Some diplomats reported hearing loss. That symptom was not assessed in both studies so rates could not be compared, but Golomb said it is widely reported in both conditions. She also noted that previous brain imaging research in persons affected by RF/ EMR "showed evidence of traumatic brain injury, paralleling reports in diplomats."
David O. Carpenter, MD, is director of the Institute for Health and the Environment at the University of Albany, part of the State University of New York. He was not involved in Golomb's study. He said evidence cited by Golomb illustrates "microwave hearing," which results "from heating induced in tissue, which causes 'waves' in the ear and results in clicks and other sounds." Reported symptoms, he said, characterize the syndrome of electrohypersensitivity (EHS), in which unusual exposure to radiofrequency radiation can trigger symptoms in vulnerable persons that may be permanent and disabling.

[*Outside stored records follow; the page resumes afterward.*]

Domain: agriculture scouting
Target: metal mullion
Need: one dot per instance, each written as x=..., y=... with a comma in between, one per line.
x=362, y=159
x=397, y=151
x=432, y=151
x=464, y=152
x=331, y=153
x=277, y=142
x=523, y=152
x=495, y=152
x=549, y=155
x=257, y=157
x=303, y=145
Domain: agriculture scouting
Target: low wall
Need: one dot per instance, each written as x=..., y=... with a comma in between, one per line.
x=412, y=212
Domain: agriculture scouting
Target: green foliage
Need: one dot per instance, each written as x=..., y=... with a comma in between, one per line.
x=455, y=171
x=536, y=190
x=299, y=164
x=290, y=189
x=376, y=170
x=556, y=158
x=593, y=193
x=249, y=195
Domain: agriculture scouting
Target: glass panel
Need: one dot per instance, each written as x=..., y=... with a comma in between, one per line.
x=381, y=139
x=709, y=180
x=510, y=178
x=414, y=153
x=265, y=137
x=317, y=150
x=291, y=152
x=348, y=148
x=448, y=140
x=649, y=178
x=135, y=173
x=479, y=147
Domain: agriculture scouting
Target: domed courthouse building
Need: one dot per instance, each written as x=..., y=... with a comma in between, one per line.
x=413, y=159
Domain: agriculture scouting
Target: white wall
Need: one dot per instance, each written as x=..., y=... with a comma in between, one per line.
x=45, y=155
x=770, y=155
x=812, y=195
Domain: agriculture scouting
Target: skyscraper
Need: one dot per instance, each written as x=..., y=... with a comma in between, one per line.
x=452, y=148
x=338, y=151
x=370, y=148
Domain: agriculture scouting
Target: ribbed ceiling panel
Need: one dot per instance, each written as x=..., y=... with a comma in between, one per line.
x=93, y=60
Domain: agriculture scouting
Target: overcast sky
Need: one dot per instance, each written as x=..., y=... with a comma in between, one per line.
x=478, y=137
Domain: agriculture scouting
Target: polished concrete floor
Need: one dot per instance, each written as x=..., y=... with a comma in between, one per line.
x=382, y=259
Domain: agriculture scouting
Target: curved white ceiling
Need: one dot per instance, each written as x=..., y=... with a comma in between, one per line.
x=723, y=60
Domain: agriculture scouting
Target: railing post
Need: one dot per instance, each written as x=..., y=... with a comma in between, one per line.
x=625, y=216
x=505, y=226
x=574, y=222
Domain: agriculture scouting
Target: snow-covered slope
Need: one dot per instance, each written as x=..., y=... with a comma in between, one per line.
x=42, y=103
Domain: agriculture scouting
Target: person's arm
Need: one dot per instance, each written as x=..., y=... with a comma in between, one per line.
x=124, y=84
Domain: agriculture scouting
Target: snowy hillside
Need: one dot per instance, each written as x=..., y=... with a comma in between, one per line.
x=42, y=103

"We have seen this before when the Soviets irradiated the U.S. Embassy in Moscow in the days of the Cold War," he said.
Golomb, whose undergraduate degree was in physics, conducts research investigating the relationship of oxidative stress and mitochondrial function -- mechanisms shown to be involved with RF/EMR injury -- to health, aging, behavior and illness. Her work is wide-ranging, with published studies on Gulf War illness, statins, antibiotic toxicity, ALS, autism and the health effects of chocolate and trans fats, with a secondary interest in research methods, including placebos.
Golomb said an analysis of 100 studies examining whether low-level RF produced oxidative injury found that 93 studies concluded that it did. Oxidative injury or stress arises when there is an imbalance between the production of reactive oxygen species (free radicals) and the body's detoxifying antioxidant defenses. Oxidative stress has been linked to a range of diseases and conditions, from Alzheimer's disease, autism and depression to cancer and chronic fatigue syndrome, as well as toxic effects linked to certain drugs and chemicals. More to the point, Golomb said, oxidative injury has been linked to the symptoms and conditions reported in diplomats.

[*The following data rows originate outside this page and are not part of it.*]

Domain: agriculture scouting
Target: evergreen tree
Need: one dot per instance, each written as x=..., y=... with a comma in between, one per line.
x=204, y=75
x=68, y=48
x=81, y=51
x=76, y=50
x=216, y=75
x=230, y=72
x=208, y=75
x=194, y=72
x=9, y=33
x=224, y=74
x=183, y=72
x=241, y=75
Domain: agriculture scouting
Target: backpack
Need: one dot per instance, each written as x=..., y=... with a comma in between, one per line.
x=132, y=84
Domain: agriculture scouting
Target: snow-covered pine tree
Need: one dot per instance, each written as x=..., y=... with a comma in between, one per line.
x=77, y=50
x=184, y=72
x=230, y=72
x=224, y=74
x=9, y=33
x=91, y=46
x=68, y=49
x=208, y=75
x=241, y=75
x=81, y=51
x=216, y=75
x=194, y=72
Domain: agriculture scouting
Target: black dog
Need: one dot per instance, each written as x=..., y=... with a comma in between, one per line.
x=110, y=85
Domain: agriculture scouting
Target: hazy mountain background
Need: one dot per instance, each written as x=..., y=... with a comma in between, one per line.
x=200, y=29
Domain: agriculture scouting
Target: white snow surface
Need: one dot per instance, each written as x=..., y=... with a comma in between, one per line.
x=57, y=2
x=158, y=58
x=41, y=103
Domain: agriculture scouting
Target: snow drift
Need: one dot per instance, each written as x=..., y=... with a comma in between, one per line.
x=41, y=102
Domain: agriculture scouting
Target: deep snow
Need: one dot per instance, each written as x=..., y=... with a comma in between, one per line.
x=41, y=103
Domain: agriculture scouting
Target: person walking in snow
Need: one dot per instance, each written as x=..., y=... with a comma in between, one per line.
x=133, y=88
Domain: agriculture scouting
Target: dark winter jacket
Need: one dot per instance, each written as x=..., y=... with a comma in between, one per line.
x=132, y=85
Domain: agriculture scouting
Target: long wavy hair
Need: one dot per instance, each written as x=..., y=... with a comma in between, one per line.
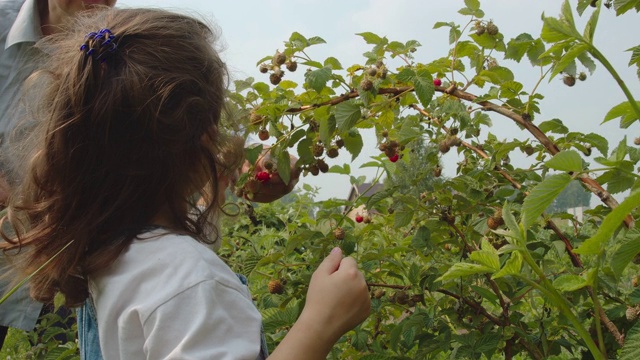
x=125, y=132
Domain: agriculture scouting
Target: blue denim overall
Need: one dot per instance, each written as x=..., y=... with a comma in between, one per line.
x=89, y=341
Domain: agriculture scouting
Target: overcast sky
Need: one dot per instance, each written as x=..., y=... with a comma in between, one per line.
x=252, y=29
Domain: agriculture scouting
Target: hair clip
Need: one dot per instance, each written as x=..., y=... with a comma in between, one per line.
x=97, y=44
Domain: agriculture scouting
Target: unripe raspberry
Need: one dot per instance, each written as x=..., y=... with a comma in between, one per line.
x=437, y=171
x=275, y=78
x=292, y=66
x=263, y=176
x=279, y=58
x=444, y=147
x=317, y=149
x=322, y=166
x=492, y=29
x=378, y=293
x=275, y=287
x=366, y=84
x=569, y=80
x=252, y=186
x=263, y=134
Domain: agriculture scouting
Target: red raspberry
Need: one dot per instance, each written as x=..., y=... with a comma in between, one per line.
x=263, y=176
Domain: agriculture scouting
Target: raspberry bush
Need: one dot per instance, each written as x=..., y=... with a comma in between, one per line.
x=475, y=266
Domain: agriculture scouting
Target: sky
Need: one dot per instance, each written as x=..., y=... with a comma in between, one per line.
x=253, y=29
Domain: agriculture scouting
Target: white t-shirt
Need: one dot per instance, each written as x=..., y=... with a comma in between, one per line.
x=170, y=297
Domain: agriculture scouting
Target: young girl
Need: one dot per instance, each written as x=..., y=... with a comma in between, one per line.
x=128, y=131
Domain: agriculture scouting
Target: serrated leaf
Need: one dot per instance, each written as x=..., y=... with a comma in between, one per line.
x=567, y=160
x=542, y=196
x=511, y=267
x=421, y=239
x=590, y=27
x=631, y=348
x=327, y=129
x=626, y=252
x=372, y=38
x=553, y=30
x=317, y=79
x=622, y=6
x=459, y=270
x=554, y=126
x=423, y=83
x=403, y=217
x=284, y=166
x=347, y=115
x=610, y=223
x=569, y=282
x=587, y=62
x=568, y=58
x=353, y=143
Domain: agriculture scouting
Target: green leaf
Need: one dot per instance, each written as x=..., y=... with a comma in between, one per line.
x=624, y=111
x=347, y=115
x=332, y=63
x=423, y=83
x=634, y=297
x=568, y=58
x=372, y=38
x=284, y=166
x=567, y=283
x=511, y=267
x=403, y=217
x=327, y=129
x=472, y=4
x=459, y=270
x=622, y=6
x=553, y=30
x=252, y=153
x=590, y=27
x=567, y=160
x=554, y=126
x=353, y=143
x=542, y=196
x=421, y=239
x=631, y=348
x=626, y=252
x=317, y=79
x=596, y=244
x=518, y=47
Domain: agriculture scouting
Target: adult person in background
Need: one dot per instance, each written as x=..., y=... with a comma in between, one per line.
x=22, y=23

The health consequences of RF/MW exposure is a matter of on-going debate. Some government agencies, such as the National Institute of Environmental Health Sciences and the National Cancer Institute, publicly assert that low- to mid-frequency, non-ionizing radiation like those from microwaves and RF is generally harmless. They cite studies that have found no conclusive link between exposure and harm.

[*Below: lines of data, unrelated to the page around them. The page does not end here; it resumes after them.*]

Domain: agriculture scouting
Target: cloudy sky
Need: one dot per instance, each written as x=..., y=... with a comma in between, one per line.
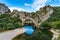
x=29, y=5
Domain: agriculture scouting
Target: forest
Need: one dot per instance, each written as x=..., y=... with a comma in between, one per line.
x=7, y=22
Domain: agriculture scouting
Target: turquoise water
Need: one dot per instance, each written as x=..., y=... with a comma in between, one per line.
x=29, y=30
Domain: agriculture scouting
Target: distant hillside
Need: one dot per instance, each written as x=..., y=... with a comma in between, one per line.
x=4, y=8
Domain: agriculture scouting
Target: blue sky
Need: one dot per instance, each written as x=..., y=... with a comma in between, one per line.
x=29, y=5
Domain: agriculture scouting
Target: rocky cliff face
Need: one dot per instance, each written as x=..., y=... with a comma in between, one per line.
x=4, y=8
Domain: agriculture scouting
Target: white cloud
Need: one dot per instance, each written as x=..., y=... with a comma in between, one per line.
x=37, y=4
x=27, y=4
x=17, y=8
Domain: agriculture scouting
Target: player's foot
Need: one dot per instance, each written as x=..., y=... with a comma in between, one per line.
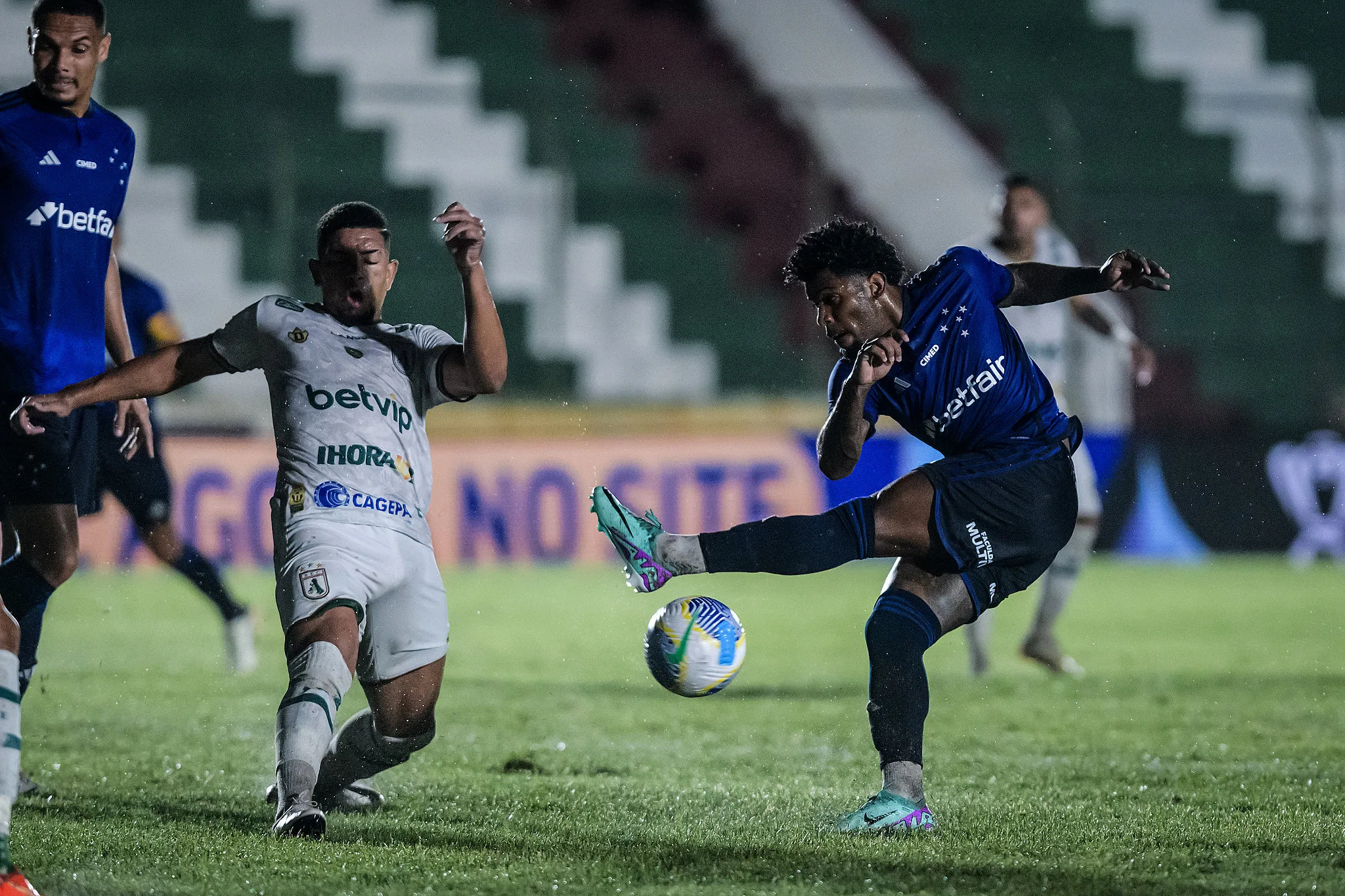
x=15, y=884
x=27, y=786
x=240, y=648
x=632, y=536
x=300, y=819
x=355, y=797
x=1048, y=653
x=887, y=812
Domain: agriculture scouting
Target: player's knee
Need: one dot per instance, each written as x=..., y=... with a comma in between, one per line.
x=9, y=631
x=319, y=668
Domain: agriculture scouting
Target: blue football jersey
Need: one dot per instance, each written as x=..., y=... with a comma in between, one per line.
x=142, y=300
x=62, y=186
x=965, y=382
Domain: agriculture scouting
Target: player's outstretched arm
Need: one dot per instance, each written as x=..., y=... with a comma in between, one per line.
x=481, y=364
x=146, y=377
x=843, y=437
x=1038, y=284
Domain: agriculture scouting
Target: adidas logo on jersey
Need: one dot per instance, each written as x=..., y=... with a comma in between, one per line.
x=85, y=222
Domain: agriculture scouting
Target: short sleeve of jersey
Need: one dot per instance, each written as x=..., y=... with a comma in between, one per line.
x=989, y=280
x=839, y=373
x=240, y=343
x=423, y=366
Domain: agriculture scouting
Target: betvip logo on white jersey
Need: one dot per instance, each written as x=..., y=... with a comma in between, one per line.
x=87, y=222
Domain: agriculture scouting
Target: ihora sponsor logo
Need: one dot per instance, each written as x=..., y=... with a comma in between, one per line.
x=85, y=222
x=365, y=456
x=977, y=386
x=985, y=551
x=334, y=495
x=322, y=399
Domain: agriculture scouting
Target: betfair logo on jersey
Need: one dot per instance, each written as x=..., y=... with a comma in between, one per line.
x=334, y=495
x=85, y=222
x=322, y=399
x=365, y=456
x=977, y=386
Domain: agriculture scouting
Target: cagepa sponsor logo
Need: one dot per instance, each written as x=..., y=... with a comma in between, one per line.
x=985, y=551
x=334, y=495
x=365, y=456
x=977, y=386
x=322, y=399
x=85, y=222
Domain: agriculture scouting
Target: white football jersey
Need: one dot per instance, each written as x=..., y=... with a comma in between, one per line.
x=1043, y=328
x=349, y=405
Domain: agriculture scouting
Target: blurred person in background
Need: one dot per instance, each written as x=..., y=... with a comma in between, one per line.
x=1026, y=234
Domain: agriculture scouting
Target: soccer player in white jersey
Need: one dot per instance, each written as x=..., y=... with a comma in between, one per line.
x=357, y=584
x=1026, y=234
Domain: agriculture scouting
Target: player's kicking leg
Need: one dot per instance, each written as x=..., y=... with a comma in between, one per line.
x=992, y=532
x=374, y=605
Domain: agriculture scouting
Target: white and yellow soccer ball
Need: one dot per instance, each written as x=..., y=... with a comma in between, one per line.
x=694, y=647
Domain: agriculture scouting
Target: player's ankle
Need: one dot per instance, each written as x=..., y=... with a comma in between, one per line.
x=680, y=554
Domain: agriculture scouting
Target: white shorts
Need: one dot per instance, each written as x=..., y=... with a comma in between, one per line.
x=389, y=580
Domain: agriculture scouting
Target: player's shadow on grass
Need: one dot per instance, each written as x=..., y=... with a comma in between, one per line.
x=841, y=863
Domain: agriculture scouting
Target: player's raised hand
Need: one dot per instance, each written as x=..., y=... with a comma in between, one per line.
x=879, y=355
x=141, y=430
x=27, y=418
x=1128, y=270
x=464, y=236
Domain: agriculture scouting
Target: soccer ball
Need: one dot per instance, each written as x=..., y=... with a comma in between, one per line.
x=694, y=647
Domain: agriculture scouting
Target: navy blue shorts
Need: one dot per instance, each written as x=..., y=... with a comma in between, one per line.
x=141, y=484
x=1002, y=515
x=60, y=467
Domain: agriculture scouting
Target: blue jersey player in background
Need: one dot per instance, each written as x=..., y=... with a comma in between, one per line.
x=65, y=163
x=142, y=484
x=935, y=354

But others, including researchers like Golomb, dispute that conclusion, noting that many of the no-harm studies were funded by vested industries or had other conflicts of interest. She said independent studies over decades have reported biological effects and harms to health from nonionizing radiation, specifically RF/MW radiation, including via oxidative stress and downstream mechanisms, such as inflammation, autoimmune activation and mitochondrial injury.
Golomb compared the situation to persons with peanut allergies: Most people do not experience any adverse effect from peanut exposure, but for a vulnerable subgroup, exposure produces negative, even life-threatening, consequences.
In her analysis, Golomb concludes that "of hypotheses tendered to date, (RF/MW exposure) alone fits the facts, including the peculiar ones" regarding events in Cuba and China. She said her findings advocate for more robust attention to pulsed RF/MW and associated adverse health effects.
"The focus must be on research by parties free from ties to vested interests. Such research is needed not only to explain and address the symptoms in diplomats, but also for the benefit of the small fraction -- but large number -- of persons outside the diplomatic corps, who are beset by similar problems."